Banks and miners drag Australian shares, investors eye inflation risks

  • The S&P/ASX 200 index fell 0.6% to 8,554.20
Published May 20, 2026 Updated May 20, 2026 11:32am
By

The Australian equity benchmark fell slightly on Wednesday, as the heavily weighted banking and resource-linked stocks dragged, while Iran war-related inflationary pressures persisted.

The S&P/ASX 200 index fell 0.6% to 8,554.20 by 0028 GMT.

The benchmark closed up 1.2% on Tuesday.

The main index rebounded from its lowest in nearly seven weeks in the previous session, after the Reserve Bank of Australia indicated a wait-and-watch monetary policy path following three interest hikes this year.
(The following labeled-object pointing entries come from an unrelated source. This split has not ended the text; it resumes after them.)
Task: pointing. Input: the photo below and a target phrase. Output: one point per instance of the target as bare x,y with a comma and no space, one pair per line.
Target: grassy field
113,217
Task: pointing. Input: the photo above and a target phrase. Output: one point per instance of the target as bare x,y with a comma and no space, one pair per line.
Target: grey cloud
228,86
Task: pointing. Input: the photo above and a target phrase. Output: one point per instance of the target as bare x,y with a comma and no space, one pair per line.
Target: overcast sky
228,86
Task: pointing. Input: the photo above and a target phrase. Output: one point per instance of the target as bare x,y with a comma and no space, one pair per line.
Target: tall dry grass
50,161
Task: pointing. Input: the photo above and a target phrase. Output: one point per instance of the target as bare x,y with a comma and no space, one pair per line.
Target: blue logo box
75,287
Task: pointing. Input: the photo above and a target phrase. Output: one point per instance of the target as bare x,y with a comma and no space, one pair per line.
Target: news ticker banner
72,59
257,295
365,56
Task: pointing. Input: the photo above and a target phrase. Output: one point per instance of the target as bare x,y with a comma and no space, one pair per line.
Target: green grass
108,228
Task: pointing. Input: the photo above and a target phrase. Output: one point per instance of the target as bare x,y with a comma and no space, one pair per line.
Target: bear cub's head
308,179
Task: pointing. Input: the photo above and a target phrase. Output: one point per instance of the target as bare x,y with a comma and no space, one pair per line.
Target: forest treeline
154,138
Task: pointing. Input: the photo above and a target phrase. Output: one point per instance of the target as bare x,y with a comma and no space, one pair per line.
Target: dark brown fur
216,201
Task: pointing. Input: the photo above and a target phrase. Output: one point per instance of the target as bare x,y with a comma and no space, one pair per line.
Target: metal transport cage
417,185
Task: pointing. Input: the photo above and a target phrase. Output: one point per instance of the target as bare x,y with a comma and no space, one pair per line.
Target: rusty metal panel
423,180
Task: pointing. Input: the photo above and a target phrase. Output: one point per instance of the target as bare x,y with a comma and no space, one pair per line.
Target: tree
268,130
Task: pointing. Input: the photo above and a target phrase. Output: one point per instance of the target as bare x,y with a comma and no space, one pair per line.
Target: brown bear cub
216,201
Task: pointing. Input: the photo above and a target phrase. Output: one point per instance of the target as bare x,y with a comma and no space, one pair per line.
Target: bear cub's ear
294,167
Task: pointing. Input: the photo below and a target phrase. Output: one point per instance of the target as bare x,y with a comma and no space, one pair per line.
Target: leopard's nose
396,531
RBA’s May board meeting minutes flagged that the central bank regards current monetary policy as adequately restrictive, giving it room to observe the impacts of the war on inflation and growth.

The central bank is, however, worried that higher energy costs will feed through to consumer prices quickly, given the stretched state of the domestic economy, potentially creating a significant shift in inflation expectations.
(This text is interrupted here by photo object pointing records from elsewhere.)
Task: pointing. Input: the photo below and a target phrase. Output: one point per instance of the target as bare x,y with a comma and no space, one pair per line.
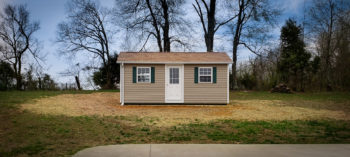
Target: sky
50,13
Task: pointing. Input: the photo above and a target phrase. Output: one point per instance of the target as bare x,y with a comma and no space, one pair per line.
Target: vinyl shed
174,77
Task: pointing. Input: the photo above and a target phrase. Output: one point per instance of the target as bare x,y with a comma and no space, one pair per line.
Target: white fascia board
133,62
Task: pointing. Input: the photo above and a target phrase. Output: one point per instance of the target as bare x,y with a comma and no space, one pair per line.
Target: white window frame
137,74
199,74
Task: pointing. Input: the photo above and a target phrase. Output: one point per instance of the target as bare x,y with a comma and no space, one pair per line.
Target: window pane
205,79
176,81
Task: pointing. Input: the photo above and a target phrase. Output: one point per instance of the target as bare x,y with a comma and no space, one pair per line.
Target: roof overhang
139,62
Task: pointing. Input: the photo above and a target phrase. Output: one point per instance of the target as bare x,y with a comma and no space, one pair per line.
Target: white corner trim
121,83
183,83
228,83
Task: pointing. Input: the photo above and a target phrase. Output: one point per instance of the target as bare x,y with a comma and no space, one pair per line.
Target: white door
173,84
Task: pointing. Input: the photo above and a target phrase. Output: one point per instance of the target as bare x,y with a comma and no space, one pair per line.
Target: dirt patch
107,104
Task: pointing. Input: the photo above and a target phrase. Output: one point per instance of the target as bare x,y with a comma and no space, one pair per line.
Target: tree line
311,54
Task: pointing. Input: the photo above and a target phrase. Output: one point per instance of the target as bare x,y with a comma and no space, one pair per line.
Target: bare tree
253,19
74,71
153,18
324,14
208,20
16,33
85,30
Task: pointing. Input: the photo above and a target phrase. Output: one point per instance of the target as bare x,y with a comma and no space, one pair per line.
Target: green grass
24,133
312,96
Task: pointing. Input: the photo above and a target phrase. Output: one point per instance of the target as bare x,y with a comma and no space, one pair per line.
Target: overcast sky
51,12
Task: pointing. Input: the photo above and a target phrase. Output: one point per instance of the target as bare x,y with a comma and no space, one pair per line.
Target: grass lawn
26,133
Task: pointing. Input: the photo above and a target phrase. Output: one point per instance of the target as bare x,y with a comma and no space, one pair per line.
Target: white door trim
181,81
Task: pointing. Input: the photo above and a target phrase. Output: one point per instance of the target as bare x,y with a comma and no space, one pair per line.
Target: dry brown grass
107,104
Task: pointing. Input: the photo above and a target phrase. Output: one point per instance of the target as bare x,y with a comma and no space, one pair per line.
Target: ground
107,104
46,123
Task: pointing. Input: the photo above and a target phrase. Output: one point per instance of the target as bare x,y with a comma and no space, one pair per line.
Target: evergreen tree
294,58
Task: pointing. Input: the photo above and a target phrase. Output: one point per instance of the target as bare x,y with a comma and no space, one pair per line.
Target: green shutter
214,74
133,74
195,74
152,74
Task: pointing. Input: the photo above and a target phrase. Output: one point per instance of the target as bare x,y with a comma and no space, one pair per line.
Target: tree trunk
235,44
209,37
39,83
18,75
78,82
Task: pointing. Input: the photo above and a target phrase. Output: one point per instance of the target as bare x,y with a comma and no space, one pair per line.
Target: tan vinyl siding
144,92
205,92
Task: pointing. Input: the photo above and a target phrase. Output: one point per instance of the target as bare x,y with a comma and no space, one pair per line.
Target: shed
174,77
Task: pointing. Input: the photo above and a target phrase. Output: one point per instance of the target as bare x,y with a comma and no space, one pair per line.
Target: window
144,74
174,75
205,75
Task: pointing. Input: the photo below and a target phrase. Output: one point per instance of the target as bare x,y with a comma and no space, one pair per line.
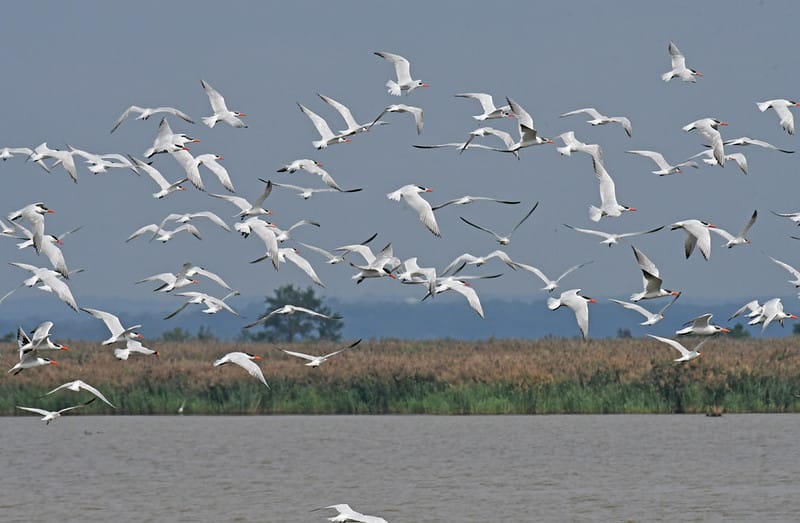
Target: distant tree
738,331
298,326
176,334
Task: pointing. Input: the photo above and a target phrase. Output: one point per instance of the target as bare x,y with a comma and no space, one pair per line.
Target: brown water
402,468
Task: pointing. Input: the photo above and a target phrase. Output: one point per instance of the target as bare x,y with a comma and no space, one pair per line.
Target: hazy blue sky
71,68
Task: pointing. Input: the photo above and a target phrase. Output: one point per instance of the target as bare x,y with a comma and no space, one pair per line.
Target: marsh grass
425,377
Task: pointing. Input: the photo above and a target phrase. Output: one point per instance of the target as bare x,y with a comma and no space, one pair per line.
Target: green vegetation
550,376
296,327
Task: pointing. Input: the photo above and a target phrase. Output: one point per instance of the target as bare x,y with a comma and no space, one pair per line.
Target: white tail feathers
394,88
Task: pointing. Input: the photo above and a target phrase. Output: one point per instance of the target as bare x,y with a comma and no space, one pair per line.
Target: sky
71,69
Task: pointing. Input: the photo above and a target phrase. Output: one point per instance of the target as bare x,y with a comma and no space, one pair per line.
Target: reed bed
546,376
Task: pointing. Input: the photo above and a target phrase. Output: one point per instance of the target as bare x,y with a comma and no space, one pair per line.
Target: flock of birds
27,224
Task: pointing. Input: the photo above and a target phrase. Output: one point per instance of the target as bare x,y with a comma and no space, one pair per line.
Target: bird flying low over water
402,69
147,112
650,317
79,385
701,326
686,354
502,239
600,119
316,361
490,111
221,111
579,305
246,361
52,415
679,69
411,194
781,107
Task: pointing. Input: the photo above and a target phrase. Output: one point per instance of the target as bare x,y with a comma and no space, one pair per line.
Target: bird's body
147,112
781,107
402,68
411,195
679,69
686,354
114,326
246,361
221,111
316,361
578,304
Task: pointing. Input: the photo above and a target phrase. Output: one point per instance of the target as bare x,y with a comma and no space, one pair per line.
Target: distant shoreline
439,377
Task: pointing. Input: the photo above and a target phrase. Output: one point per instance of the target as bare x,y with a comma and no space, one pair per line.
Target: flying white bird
781,107
612,238
746,140
772,310
290,309
316,361
327,137
528,136
246,361
48,281
651,279
468,259
708,158
579,305
79,385
664,167
794,272
464,200
52,415
164,235
348,514
133,347
247,208
265,232
549,285
34,214
487,104
709,130
114,326
679,69
502,239
686,354
608,196
600,119
403,108
402,69
701,326
697,234
411,195
212,304
147,112
166,141
353,127
650,317
307,192
572,145
191,166
165,188
221,111
739,239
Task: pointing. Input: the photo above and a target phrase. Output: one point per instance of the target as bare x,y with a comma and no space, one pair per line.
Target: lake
402,468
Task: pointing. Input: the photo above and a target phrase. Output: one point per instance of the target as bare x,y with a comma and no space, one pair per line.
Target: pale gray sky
71,69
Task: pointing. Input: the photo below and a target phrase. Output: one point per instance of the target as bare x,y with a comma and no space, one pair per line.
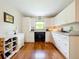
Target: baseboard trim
35,42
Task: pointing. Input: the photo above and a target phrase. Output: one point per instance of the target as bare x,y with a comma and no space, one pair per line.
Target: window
39,25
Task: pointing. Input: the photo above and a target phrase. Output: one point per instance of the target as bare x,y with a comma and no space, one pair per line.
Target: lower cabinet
68,45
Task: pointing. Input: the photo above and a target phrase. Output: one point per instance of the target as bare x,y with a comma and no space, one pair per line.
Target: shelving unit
10,46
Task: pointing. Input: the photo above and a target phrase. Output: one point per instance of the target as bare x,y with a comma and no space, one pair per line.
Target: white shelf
11,47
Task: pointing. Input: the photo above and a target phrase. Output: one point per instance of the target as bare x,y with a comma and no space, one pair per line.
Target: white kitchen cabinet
69,14
74,47
62,43
20,37
31,36
48,36
68,45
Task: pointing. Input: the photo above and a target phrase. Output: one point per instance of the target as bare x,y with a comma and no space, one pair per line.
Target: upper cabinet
69,14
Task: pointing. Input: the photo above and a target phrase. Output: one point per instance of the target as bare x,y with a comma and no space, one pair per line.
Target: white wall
8,27
66,16
29,22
Financials lost 0.6%, led by a 0.6% decline in top lender Commonwealth Bank of Australia.

Mining stocks fell for the fifth session in a row, with iron ore and copper prices hitting multi-week lows.

BHP , Rio Tinto and Fortescue shed about 1%-2%. Among gold miners, index leaders Northern Star Resources and Evolution Mining fell 1.5% and 2.6%, respectively.

The industrials sub-index declined 0.2%, with James Hardie’s falling as much as 5.1% after the fibre cement maker forecast annual earnings below market expectations.

Energy stocks defied weakness in crude prices to advance for the fourth straight session, with sector majors Woodside Energy and Santos rising 0.7% and 1%, respectively.

Across the Tasman Sea, New Zealand’s benchmark S&P/NZX 50 index fell 1.1% to 12,834.02.